Assessore, i dati dell’Acos parlano di centinaia di ore di chiusura delle fermate della metro. Perché succede?

“Non è nient’altro che la fotografia delle nostre linee della metropolitana che da un lato sono vecchie, soprattutto la A e la B, dall’altro non sono state sottoposte ad ammodernamenti e sufficienti livelli di manutenzione ordinaria e straordinaria nel corso dei decenni. Gli ultimi ammodernamenti riguardano soltanto la metro A e risalgono alla giunta Veltroni. Stesso discorso per i treni: è stata sempre quell’amministrazione a comprare gli ultimi. Le strutture fatiscenti e la vecchiezza dei materiali fanno sì che le stazioni chiudano”.

Però anche i tratti più nuovi come quello della B1 soffrono. La linea C, altrettanto nuova, ha accumulato 286 ore di rallentamenti.

“Sulla B1 sono mancati i treni: le ruote vanno rimesse in sesto e quando siamo arrivati, verso dicembre, la scheda elettronica del macchinario necessario andava cambiata. È arrivata febbraio e qualcuno l’ha presa a martellate. Tra questo e i treni messi fuori linea perché privi di manutenzione siamo rimasti con 12 treni. Non erano sufficienti per coprire la diramazione della B1. Stesso discorso per la linea C, dove i treni sono usciti fuori linea uno al mese per manutenzione.

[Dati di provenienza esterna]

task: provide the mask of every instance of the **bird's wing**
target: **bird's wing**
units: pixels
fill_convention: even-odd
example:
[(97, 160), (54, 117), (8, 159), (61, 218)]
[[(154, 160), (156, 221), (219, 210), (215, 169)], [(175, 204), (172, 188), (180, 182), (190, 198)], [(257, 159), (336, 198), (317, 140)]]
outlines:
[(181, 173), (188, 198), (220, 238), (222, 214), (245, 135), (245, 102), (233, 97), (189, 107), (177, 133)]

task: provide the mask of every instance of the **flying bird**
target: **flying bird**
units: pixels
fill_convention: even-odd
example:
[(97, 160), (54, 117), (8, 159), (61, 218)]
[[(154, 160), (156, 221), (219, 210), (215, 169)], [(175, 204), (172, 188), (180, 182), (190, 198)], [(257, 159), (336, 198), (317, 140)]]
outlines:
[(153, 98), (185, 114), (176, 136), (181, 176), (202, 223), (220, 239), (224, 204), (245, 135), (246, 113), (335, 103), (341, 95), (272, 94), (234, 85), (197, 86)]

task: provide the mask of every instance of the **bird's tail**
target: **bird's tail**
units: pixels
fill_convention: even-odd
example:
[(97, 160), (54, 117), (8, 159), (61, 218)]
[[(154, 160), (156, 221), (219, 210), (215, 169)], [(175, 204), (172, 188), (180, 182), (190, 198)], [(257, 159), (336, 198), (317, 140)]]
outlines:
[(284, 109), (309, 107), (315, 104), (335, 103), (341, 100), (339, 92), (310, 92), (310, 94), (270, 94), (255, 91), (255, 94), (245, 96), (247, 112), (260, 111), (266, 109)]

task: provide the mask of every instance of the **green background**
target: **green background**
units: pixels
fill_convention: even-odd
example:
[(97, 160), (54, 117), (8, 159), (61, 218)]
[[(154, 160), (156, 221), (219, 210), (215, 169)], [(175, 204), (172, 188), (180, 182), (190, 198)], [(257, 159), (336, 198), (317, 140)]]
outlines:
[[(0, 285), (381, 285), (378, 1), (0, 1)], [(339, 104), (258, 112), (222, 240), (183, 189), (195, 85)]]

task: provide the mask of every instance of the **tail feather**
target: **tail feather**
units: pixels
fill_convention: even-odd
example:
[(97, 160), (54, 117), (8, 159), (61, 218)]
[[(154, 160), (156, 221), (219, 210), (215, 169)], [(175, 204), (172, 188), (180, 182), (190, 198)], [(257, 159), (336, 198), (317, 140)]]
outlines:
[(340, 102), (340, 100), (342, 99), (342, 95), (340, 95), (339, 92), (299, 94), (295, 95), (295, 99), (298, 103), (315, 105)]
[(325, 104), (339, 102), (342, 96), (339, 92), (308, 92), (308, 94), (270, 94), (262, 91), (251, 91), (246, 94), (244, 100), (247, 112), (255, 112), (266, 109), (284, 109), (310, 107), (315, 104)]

Più diminuivano, più l’attesa aumentava. In questi mesi abbiamo dovuto fare a meno di 6 treni della B, 9 della C, i treni della A sono stati tutti mandati a fare la manutenzione generale e non sono stati messi fuori linea”.

E adesso?

“La maggior parte della flotta sta tornando funzionante, per l’apertura della scuola tornano 4 treni sulla linea B, dopo ne arriveranno altri due. Quella della manutenzione è un’operazione epocale perché altrimenti, con la situazione che abbiamo trovato, tutte le metro avrebbero chiuso. Intanto abbiamo affidato la gara per 30 nuovi treni, di cui 14 arriveranno entri il Giubileo. Altri 6 arriveranno entro il 2025. Nel frattempo vanno avanti i lavori sulla struttura delle metropolitane, come l’anti incendio e la sostituzione completa dell’armamento. Non veniva fatto da 30 anni”.

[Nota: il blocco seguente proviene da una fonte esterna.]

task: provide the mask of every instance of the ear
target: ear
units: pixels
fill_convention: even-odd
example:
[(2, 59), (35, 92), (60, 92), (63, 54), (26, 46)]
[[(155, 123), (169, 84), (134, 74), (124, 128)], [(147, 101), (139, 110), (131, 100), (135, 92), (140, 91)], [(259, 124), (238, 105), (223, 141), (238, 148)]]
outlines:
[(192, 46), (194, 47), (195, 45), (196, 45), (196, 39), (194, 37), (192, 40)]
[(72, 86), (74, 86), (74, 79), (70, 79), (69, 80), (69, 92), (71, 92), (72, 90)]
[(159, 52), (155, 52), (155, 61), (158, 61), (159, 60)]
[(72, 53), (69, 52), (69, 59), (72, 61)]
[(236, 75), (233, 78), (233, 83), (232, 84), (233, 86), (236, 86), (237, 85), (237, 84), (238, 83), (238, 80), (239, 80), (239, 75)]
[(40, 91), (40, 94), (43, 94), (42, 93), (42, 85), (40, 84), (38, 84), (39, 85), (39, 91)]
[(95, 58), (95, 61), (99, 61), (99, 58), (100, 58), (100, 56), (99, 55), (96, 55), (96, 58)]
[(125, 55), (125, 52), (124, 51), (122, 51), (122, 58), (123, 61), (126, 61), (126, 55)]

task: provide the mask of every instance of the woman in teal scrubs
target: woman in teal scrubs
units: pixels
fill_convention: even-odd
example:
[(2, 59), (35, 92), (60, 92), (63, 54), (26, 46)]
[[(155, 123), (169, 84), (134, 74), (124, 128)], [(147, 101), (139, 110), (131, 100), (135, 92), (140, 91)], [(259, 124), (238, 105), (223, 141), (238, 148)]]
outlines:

Invece quanti ce ne vorranno perché i romani vedano la differenza rispetto alla situazione passata e attuale?

“La condizione è talmente disastrata che per riportare il servizio a delle condizioni di normalità dobbiamo lavorare sodo per 3 anni. Solo per la sostituzione dell’armamento ci vogliono 18 mesi e puntiamo ad arrivare al Giubileo con una situazione normalizzata”.